Paper No. 16-3
Presentation Time: 8:45 AM
PREDICTING MODERN SEDIMENT COMPOSITION – MACHINE LEARNING APPLIED TO A GLOBAL PETROGRAPHIC DATABASE
JOHNSON, Isaac1, SHARMAN, Glenn R.1, SZYMANSKI, Eugene2 and HUANG, Xiao1, (1)Geosciences, University of Arkansas, 340 N. Campus Dr., 216 Gearhart Hall, Fayetteville, AR 72701, (2)Utah Geological Survey, 1594 West North Temple, Suite 3110, Salt Lake City, UT 84116
Sandstone petrography has long been used as a tool to infer sedimentary provenance. In the latter half of the 20
th century, sandstone petrographers including William R. Dickinson and Paul E. Potter made significant advancements in relating the relative abundance of framework grains in sedimentary deposits to tectonic setting. Grain proportions may also reveal details about the boundary conditions of the systems in which sediments are formed, including source terrane lithology, climate, and transport distance. This research seeks to answer the following questions: (1) can the final modal composition of sand be predicted if boundary conditions are known; and (2) can sand modal composition be used to determine the relative control of the environmental factors that generate sediments?
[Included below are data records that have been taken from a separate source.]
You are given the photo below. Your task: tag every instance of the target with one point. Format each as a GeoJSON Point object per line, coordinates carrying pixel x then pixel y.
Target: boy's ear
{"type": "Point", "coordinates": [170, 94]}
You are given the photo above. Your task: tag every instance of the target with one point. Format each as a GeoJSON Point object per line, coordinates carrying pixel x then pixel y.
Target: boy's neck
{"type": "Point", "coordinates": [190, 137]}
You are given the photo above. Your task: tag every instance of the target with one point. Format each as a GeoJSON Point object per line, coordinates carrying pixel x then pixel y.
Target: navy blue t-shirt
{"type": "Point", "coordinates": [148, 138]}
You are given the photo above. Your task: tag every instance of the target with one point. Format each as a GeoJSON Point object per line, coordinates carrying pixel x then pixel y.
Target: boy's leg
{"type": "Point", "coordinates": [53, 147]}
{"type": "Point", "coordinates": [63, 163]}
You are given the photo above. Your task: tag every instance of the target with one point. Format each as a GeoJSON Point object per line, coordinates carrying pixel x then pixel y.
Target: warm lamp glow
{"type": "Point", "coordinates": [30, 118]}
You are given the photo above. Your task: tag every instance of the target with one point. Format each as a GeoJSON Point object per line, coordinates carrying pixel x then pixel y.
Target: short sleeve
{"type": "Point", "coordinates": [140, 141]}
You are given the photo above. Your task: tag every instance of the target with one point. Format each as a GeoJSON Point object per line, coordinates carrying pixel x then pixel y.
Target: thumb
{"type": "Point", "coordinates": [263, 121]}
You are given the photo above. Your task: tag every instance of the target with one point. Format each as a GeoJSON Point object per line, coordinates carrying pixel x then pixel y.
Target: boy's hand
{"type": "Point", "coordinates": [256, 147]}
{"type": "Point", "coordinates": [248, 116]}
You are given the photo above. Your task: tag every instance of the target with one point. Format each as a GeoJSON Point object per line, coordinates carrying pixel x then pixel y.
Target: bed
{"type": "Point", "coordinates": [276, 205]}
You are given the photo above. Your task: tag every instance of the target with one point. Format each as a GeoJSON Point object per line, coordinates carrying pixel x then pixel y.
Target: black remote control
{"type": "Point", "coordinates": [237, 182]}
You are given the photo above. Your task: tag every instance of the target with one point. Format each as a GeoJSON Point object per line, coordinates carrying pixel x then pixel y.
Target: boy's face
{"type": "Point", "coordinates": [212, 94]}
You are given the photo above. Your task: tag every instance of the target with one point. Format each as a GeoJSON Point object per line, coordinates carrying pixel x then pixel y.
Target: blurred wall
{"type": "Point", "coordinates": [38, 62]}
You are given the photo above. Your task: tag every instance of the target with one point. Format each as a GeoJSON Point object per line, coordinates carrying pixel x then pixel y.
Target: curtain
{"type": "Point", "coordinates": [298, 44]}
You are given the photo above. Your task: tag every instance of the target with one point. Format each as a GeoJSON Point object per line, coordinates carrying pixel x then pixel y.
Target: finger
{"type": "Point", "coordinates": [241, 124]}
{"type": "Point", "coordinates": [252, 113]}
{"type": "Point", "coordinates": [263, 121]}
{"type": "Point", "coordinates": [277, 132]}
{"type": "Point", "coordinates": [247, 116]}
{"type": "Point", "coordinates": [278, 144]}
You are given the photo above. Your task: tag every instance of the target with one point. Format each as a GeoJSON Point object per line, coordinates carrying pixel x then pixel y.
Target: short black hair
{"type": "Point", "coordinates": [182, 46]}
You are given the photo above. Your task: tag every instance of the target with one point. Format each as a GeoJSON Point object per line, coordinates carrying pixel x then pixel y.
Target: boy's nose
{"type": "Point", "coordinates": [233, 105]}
We investigate these questions by analyzing Pleistocene-to-modern aged samples where provenance and boundary conditions are known with certainty, using existing data from published studies and new data from marine sand samples across the globe. Moreover, this research will reassess the usefulness of point count data to predict sedimentary provenance by employing data analysis libraries of the Python programming language in order to better understand how Earth-surface processes are manifested in the global sedimentary archive.
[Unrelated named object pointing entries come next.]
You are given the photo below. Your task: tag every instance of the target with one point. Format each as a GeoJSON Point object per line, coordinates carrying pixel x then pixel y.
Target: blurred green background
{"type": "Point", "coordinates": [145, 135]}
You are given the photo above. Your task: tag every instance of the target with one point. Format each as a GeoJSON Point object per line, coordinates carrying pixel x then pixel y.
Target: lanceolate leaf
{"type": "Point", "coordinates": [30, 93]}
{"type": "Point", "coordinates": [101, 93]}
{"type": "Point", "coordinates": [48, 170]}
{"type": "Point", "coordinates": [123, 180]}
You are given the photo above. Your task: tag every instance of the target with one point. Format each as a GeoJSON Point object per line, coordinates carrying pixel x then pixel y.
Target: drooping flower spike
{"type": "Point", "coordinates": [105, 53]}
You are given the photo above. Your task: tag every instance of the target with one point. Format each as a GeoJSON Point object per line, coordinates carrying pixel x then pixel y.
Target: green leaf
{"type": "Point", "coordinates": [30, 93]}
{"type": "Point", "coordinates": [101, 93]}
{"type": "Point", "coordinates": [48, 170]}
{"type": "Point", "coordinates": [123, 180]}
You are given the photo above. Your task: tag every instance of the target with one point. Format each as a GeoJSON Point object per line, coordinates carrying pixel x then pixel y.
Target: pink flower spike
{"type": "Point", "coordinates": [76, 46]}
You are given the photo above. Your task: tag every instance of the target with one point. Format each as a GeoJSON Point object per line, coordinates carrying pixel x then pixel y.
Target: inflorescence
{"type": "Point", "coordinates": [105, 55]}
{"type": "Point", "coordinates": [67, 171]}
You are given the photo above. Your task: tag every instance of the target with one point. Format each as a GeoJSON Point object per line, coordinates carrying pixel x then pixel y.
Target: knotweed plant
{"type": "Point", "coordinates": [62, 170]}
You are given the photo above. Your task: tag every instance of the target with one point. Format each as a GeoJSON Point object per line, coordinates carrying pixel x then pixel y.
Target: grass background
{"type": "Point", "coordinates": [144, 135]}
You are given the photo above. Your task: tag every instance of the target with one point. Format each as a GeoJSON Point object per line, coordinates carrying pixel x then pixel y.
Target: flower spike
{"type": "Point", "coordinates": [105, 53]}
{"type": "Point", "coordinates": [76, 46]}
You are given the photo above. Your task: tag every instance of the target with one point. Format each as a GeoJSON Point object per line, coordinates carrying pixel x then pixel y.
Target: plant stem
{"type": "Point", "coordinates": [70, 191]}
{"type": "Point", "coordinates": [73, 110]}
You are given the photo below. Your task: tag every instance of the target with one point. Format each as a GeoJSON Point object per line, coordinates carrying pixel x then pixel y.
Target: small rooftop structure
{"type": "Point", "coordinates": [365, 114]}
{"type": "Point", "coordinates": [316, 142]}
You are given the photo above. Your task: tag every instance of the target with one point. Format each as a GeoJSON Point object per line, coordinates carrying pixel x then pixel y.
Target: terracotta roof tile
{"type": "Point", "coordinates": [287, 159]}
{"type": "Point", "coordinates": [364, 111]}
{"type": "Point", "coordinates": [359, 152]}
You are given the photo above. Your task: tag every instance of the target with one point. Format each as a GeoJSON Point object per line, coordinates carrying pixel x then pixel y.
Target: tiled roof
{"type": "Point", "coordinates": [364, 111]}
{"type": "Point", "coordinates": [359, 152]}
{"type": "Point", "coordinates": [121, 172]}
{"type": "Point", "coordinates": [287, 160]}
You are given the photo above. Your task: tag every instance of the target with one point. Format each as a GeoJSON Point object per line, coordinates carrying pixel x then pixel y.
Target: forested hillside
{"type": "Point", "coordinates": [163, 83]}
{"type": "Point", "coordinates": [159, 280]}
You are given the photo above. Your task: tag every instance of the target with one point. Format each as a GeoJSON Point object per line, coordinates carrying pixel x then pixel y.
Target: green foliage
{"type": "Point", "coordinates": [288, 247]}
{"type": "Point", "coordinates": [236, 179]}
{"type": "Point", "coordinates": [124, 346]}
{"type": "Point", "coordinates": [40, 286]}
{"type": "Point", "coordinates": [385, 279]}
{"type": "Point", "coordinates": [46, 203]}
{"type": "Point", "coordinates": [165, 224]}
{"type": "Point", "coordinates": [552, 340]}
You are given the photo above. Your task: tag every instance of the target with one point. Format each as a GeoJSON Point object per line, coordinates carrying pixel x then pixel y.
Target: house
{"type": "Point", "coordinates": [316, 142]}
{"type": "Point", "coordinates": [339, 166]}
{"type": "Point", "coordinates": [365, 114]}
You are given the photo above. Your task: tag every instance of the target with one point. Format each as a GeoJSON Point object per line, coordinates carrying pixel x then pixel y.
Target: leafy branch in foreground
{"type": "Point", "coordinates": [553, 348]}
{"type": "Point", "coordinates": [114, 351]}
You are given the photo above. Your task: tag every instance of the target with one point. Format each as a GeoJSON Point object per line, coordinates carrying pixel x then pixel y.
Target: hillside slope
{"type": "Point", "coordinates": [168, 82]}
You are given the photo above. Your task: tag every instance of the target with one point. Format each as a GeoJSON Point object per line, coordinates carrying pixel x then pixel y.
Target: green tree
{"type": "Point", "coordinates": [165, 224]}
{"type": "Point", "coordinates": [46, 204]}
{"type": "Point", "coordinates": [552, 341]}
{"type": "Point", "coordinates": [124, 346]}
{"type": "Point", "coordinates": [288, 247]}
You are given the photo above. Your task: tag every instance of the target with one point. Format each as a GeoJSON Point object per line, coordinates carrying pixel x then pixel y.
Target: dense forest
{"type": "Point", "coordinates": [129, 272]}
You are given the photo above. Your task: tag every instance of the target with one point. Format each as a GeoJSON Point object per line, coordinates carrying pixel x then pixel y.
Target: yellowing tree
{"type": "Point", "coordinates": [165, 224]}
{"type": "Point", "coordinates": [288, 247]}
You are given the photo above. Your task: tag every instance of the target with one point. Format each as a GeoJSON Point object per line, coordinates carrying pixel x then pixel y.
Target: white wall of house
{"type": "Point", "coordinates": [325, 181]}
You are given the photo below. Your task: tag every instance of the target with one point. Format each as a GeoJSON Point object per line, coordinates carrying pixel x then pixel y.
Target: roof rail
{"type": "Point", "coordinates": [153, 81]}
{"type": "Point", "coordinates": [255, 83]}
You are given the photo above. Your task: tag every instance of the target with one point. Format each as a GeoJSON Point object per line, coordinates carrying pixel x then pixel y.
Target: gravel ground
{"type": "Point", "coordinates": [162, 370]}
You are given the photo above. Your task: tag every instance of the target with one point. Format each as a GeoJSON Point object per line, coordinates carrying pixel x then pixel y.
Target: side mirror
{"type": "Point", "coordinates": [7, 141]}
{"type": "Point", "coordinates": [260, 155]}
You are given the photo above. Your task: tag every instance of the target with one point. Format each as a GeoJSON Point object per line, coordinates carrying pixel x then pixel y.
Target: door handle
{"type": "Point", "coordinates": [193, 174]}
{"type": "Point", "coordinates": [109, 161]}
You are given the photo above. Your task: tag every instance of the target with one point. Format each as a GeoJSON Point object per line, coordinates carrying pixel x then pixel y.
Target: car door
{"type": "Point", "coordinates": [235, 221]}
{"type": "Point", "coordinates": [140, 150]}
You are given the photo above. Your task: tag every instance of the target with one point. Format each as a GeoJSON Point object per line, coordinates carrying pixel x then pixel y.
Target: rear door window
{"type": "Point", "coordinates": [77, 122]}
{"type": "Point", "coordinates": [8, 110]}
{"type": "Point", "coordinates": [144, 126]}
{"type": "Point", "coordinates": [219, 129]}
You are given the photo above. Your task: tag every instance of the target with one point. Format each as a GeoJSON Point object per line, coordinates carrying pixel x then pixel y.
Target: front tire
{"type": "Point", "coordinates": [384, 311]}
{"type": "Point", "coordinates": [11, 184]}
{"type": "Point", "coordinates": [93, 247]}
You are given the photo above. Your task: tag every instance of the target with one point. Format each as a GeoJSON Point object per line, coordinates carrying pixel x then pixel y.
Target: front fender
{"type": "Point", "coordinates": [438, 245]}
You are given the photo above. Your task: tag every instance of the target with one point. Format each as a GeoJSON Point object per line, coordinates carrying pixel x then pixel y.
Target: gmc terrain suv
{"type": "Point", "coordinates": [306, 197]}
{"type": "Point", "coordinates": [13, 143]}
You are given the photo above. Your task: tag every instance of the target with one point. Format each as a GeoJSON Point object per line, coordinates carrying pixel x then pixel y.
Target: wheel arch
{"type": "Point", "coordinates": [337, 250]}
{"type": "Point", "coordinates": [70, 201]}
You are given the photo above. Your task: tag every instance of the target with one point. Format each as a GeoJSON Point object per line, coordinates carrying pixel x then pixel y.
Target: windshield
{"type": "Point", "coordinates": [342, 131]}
To date, we have compiled point count data from 3,026 sand samples and 48 published sources and, of these data, we used a subset of 1,554 fluvial samples to train a Random Forest Regressor from Python’s scikit-learn library. Numerical data were collected for each fluvial sample’s catchment, including precipitation, temperature, relief, slope, area, erosion rate and source rock proportions; these data comprise the Random Forest independent variables. Preliminary results reveal a positive correlation between predicted composition and the test dataset with a R2 score of 0.719. Permutation feature importance was calculated for each independent variable revealing average basin slope is the most important estimator at a mean importance of 55.0%, with basin area and average basin temperature following at 26.3% and 17.9%, respectively. Future research will incorporate data from marine, lacustrine and littoral depositional environments to improve the predictive capabilities of the Random Forest.